The foundation recommends taking 400 to 600 milligrams ( mg) of turmeric capsules up to three times a day for relief from inflammation.
Turmeric is considered a pain reliever. The herb is also reputed to alleviate pain caused by arthritis.
Studies for pain relief seem to endorse turmeric, with one study finding that it tended to function as well as ibuprofen ( Advil) in people with arthritis in their knees.
Though dosing guidelines seem to differ, those who took part in the study took 800 mg of capsulated turmeric everyday.
Improving liver function
Because of its antioxidant capabilities, Turmeric has been getting attention recently.
Turmeric’s antioxidant effect tends to be so strong that toxins will stop your liver from getting damaged. This could be good news for people who are taking strong diabetes drugs or other health conditions with long-term use that could hurt their liver.
Possibly reducing the risk of cancer
Turmeric adds flavor to food, which explains its presence in curry powder. But turmeric can also play a significant role in the digestion of that food.
Because of its antioxidant and anti-inflammatory properties the spice can contribute to a healthy digestion.
Turmeric is used as a digestive curative agent in ayurvedic medicine.
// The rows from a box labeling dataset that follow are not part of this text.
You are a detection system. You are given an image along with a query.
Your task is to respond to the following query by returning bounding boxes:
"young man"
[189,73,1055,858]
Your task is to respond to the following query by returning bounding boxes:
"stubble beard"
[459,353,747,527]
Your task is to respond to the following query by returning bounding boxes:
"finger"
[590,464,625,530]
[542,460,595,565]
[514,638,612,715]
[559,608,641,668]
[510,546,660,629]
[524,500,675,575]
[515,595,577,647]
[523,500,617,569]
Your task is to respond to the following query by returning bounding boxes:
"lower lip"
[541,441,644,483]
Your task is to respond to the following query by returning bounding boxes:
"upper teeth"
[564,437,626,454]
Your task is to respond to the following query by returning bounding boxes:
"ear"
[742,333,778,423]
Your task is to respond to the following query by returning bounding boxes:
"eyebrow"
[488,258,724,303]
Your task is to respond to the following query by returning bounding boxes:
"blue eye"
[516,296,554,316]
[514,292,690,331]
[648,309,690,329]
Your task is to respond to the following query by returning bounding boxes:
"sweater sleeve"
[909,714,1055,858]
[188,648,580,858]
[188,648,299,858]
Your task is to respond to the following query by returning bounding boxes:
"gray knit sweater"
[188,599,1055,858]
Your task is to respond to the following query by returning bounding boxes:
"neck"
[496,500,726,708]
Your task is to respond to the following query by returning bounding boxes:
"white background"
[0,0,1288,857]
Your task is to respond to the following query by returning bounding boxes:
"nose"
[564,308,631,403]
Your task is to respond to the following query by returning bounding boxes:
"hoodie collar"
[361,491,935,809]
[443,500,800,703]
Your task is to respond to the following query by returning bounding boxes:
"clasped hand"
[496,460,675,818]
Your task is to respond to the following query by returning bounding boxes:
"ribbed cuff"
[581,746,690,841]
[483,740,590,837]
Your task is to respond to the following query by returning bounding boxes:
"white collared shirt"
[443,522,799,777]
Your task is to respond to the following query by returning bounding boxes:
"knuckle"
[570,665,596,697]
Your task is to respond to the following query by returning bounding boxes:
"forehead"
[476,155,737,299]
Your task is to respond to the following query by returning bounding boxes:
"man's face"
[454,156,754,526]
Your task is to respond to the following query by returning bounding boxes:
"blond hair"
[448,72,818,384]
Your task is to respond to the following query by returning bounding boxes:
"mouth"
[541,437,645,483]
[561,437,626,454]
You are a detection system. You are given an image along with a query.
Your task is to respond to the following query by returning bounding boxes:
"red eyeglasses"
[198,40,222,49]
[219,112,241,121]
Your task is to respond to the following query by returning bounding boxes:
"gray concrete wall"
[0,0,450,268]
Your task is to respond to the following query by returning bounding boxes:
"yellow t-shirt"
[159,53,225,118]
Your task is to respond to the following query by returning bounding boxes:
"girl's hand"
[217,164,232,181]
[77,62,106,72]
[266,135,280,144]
Western medicine has now begun to study how turmeric can help with inflammation of the intestines and intestinal permeability, two digestive efficacy measures.
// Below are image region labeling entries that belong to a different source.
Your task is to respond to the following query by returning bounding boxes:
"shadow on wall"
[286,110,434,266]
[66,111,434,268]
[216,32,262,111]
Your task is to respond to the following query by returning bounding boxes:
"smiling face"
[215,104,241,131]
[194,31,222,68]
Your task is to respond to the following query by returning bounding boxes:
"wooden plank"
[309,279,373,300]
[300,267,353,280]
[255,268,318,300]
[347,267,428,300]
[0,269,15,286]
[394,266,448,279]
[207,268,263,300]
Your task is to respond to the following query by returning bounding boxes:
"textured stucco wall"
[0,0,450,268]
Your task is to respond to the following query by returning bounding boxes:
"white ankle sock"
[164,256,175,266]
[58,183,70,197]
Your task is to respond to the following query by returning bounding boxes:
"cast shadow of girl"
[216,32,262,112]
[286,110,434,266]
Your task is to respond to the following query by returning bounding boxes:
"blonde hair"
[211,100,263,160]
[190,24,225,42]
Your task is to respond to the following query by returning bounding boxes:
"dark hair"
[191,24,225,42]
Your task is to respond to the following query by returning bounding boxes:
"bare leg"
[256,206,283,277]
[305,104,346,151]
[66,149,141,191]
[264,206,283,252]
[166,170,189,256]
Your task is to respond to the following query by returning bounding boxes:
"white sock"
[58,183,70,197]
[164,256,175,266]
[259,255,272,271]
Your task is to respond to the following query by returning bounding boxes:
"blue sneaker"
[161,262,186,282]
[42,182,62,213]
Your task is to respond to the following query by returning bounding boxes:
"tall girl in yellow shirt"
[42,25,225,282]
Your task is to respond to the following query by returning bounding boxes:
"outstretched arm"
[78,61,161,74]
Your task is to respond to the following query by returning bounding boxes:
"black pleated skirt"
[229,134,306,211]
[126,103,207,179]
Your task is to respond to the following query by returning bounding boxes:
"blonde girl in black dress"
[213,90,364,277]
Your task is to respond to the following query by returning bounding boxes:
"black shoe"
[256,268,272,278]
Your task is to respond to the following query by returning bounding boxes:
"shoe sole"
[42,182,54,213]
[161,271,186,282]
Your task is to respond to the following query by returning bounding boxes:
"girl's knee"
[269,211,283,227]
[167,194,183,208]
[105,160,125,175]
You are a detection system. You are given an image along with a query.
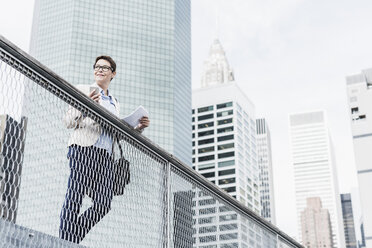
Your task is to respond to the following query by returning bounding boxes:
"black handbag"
[113,142,130,195]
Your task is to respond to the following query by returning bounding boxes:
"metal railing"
[0,36,302,247]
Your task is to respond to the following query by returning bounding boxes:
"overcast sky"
[0,0,372,239]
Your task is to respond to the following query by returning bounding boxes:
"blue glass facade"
[31,0,191,165]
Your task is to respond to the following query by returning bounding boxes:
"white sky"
[0,0,372,240]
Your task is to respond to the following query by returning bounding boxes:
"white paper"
[122,105,149,127]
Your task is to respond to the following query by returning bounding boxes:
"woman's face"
[94,59,116,85]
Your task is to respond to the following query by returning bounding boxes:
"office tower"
[346,69,372,247]
[17,0,192,247]
[30,0,191,165]
[0,115,27,223]
[341,194,357,248]
[192,39,261,247]
[256,118,276,225]
[289,111,345,248]
[301,197,333,248]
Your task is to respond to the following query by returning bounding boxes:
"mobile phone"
[89,86,98,95]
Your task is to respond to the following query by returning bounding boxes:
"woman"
[59,56,150,243]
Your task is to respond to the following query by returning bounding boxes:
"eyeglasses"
[93,65,114,72]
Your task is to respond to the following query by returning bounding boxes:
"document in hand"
[122,105,149,127]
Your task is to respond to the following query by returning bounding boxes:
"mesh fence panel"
[0,41,302,248]
[0,51,167,247]
[170,167,277,248]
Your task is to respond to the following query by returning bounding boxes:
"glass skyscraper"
[17,0,192,247]
[341,193,357,248]
[30,0,191,165]
[289,111,345,248]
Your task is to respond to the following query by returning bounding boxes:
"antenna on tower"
[214,0,221,38]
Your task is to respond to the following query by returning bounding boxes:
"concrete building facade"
[301,197,333,248]
[192,39,260,247]
[256,118,276,225]
[289,111,345,248]
[346,69,372,247]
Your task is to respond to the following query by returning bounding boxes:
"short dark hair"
[94,55,116,72]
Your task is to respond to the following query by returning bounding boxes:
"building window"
[218,152,235,158]
[218,143,234,150]
[198,155,214,162]
[198,106,213,113]
[217,110,233,117]
[199,226,217,233]
[199,235,217,243]
[198,163,214,170]
[217,127,234,133]
[351,107,359,114]
[217,134,234,141]
[199,199,216,206]
[218,177,235,185]
[198,130,214,137]
[217,118,232,125]
[201,172,215,178]
[198,114,213,121]
[218,169,235,176]
[218,160,235,168]
[217,102,232,109]
[198,138,214,145]
[220,233,238,240]
[220,214,238,221]
[198,122,214,129]
[198,146,214,154]
[220,224,238,231]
The spice is even under investigation as an irritable bowel syndrome (IBS) treatment.
Including turmeric in the diet
Turmeric is a highly versatile spice that can be used in a number of ways to meals including:
- Adding turmeric into spice mixtures such as curry or barbecue rub
- Making a homemade dressing using part oil, part vinegar, and seasonings including turmeric
- Changing up your go-to marinades by adding turmeric.
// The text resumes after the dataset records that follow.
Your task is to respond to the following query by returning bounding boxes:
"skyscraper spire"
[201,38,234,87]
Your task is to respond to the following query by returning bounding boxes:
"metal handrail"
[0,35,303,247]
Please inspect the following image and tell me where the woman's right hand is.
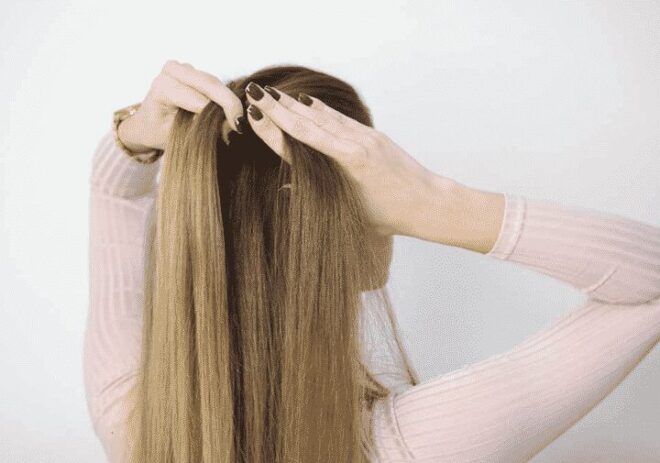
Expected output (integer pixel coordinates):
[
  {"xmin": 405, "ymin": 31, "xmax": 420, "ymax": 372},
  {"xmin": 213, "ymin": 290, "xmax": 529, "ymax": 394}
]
[{"xmin": 117, "ymin": 60, "xmax": 245, "ymax": 153}]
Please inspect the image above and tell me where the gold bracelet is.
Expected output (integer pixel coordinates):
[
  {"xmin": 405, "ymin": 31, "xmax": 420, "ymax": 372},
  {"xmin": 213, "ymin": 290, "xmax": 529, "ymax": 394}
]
[{"xmin": 112, "ymin": 103, "xmax": 163, "ymax": 164}]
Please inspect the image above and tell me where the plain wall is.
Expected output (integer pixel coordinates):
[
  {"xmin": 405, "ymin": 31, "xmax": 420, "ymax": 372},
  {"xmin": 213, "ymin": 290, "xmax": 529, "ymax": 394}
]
[{"xmin": 0, "ymin": 0, "xmax": 660, "ymax": 463}]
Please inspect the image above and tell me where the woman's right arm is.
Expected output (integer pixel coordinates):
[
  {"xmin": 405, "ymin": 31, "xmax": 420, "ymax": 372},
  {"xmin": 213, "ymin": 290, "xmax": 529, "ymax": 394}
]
[{"xmin": 375, "ymin": 189, "xmax": 660, "ymax": 463}]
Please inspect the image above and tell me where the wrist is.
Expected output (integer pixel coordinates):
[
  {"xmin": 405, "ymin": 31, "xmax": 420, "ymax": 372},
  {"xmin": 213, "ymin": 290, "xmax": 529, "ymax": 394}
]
[
  {"xmin": 412, "ymin": 175, "xmax": 504, "ymax": 254},
  {"xmin": 117, "ymin": 115, "xmax": 154, "ymax": 154}
]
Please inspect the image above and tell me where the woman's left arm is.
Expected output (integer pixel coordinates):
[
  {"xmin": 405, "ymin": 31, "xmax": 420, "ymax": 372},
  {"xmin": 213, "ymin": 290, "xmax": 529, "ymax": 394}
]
[
  {"xmin": 438, "ymin": 184, "xmax": 660, "ymax": 304},
  {"xmin": 83, "ymin": 130, "xmax": 161, "ymax": 461}
]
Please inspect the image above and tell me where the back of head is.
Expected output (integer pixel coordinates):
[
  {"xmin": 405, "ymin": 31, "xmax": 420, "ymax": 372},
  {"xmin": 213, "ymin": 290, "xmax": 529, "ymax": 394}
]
[{"xmin": 126, "ymin": 62, "xmax": 418, "ymax": 463}]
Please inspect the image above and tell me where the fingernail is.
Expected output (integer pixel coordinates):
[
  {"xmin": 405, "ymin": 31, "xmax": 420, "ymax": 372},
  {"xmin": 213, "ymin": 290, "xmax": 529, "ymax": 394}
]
[
  {"xmin": 248, "ymin": 105, "xmax": 263, "ymax": 121},
  {"xmin": 234, "ymin": 116, "xmax": 245, "ymax": 134},
  {"xmin": 264, "ymin": 85, "xmax": 280, "ymax": 101},
  {"xmin": 298, "ymin": 92, "xmax": 314, "ymax": 106},
  {"xmin": 245, "ymin": 82, "xmax": 264, "ymax": 101}
]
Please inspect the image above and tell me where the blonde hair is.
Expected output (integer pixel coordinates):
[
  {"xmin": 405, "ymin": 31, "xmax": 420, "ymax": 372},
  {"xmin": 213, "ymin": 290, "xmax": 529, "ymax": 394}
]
[{"xmin": 125, "ymin": 66, "xmax": 419, "ymax": 463}]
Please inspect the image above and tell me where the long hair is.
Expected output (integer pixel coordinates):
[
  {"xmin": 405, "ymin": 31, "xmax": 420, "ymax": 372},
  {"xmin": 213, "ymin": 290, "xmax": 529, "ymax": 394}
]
[{"xmin": 124, "ymin": 65, "xmax": 419, "ymax": 463}]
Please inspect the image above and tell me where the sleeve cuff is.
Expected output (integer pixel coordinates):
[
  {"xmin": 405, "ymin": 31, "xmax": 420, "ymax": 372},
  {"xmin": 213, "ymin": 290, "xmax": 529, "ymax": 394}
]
[
  {"xmin": 486, "ymin": 192, "xmax": 527, "ymax": 260},
  {"xmin": 90, "ymin": 130, "xmax": 162, "ymax": 198}
]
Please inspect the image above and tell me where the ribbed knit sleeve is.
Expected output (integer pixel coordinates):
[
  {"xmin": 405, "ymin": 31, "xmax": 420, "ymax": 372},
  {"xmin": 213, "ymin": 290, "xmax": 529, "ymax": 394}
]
[
  {"xmin": 373, "ymin": 194, "xmax": 660, "ymax": 463},
  {"xmin": 83, "ymin": 131, "xmax": 161, "ymax": 463},
  {"xmin": 90, "ymin": 130, "xmax": 162, "ymax": 198}
]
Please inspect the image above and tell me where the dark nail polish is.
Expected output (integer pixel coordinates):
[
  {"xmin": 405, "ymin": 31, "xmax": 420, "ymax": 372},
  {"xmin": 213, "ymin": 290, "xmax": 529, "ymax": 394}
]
[
  {"xmin": 298, "ymin": 92, "xmax": 314, "ymax": 106},
  {"xmin": 234, "ymin": 116, "xmax": 245, "ymax": 134},
  {"xmin": 248, "ymin": 105, "xmax": 263, "ymax": 121},
  {"xmin": 245, "ymin": 82, "xmax": 264, "ymax": 101},
  {"xmin": 264, "ymin": 85, "xmax": 280, "ymax": 101}
]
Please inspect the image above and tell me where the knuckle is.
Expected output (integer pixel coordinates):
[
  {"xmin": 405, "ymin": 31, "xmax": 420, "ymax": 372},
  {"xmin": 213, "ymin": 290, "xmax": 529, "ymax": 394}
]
[{"xmin": 200, "ymin": 73, "xmax": 220, "ymax": 87}]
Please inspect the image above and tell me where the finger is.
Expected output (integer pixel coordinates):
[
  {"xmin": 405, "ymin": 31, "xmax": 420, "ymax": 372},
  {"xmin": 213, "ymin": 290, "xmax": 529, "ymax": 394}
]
[
  {"xmin": 264, "ymin": 87, "xmax": 371, "ymax": 144},
  {"xmin": 163, "ymin": 60, "xmax": 243, "ymax": 132},
  {"xmin": 247, "ymin": 83, "xmax": 365, "ymax": 166},
  {"xmin": 157, "ymin": 74, "xmax": 210, "ymax": 113},
  {"xmin": 247, "ymin": 105, "xmax": 291, "ymax": 164}
]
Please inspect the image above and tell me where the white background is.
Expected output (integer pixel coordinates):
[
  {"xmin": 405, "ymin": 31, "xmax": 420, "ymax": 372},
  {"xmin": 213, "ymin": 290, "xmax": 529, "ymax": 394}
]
[{"xmin": 0, "ymin": 0, "xmax": 660, "ymax": 463}]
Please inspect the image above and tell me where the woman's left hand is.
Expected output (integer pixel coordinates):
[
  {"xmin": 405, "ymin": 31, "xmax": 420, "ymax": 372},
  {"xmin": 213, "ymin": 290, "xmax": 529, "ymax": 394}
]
[{"xmin": 242, "ymin": 83, "xmax": 455, "ymax": 239}]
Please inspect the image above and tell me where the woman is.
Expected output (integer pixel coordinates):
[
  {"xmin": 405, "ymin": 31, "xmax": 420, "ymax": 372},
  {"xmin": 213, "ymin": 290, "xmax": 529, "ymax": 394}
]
[{"xmin": 84, "ymin": 61, "xmax": 660, "ymax": 462}]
Alternatively, try these delicious , healthy recipes developed by registered dietitians:
- Mason jar lentil salad
- Cumin-lime turmeric vinaigrette
- Mango turmeric smoothie
- Turmeric milk
- Gold rush soup
Turmeric is also available as an add-on in capsules, fluids, extracts, and tinctures containing powder. Bromelain, a protein extract derived from pineapples, enhances the absorption and effects of turmeric in these products, and is often mixed with turmeric.
Turmeric and powder supplements are available for purchase online.
Before you take any supplements you should check with a doctor to make sure they are safe for you to use.
Side effects of turmeric
While turmeric offers potential health benefits, it creates certain risks that should be considered before consuming large amounts.
Upsetting the stomach
When taken in large amounts, the same agents in turmeric which help digestive health can irritate. Some participants in studies that looked at the use of turmeric for cancer treatment had to drop out because their digestion had been so adverse.
Turmeric induces a further gastric acid in the stomach. While this helps digestion in some people, it can have a negative effect on others.
Turmeric ‘s purifying properties can also more easily lead to easier bleeding. The reason for that is not clear. Other benefits suggested, such as lowering cholesterol and lowering blood pressure, may have something to do with the way turmeric functions in your blood.
People who take drugs that thin the blood, such as warfarin ( Coumadin), should avoid taking large doses of turmeric.
You may have heard that consuming curry-seasoned foods will improve labor. While there are few clinical data to back up this claim, studies suggest that turmeric may ease PMS symptoms.
Because of its blood-thinning effects, pregnant women should avoid taking Turmeric supplements. The addition of small amounts of turmeric as a spice into food should not cause health problems.
The inclusion of turmeric in your diet appears to be having health benefits. The golden spice supports immune health, helps relieve pain, and can also help in digestion. Yet due to some of its side effects, for some people turmeric may not be worth taking.
It ‘s important to be careful when deciding if you need to try turmeric. As with any alternative therapy, you should talk to your doctor before using turmeric to treat any health condition you may have.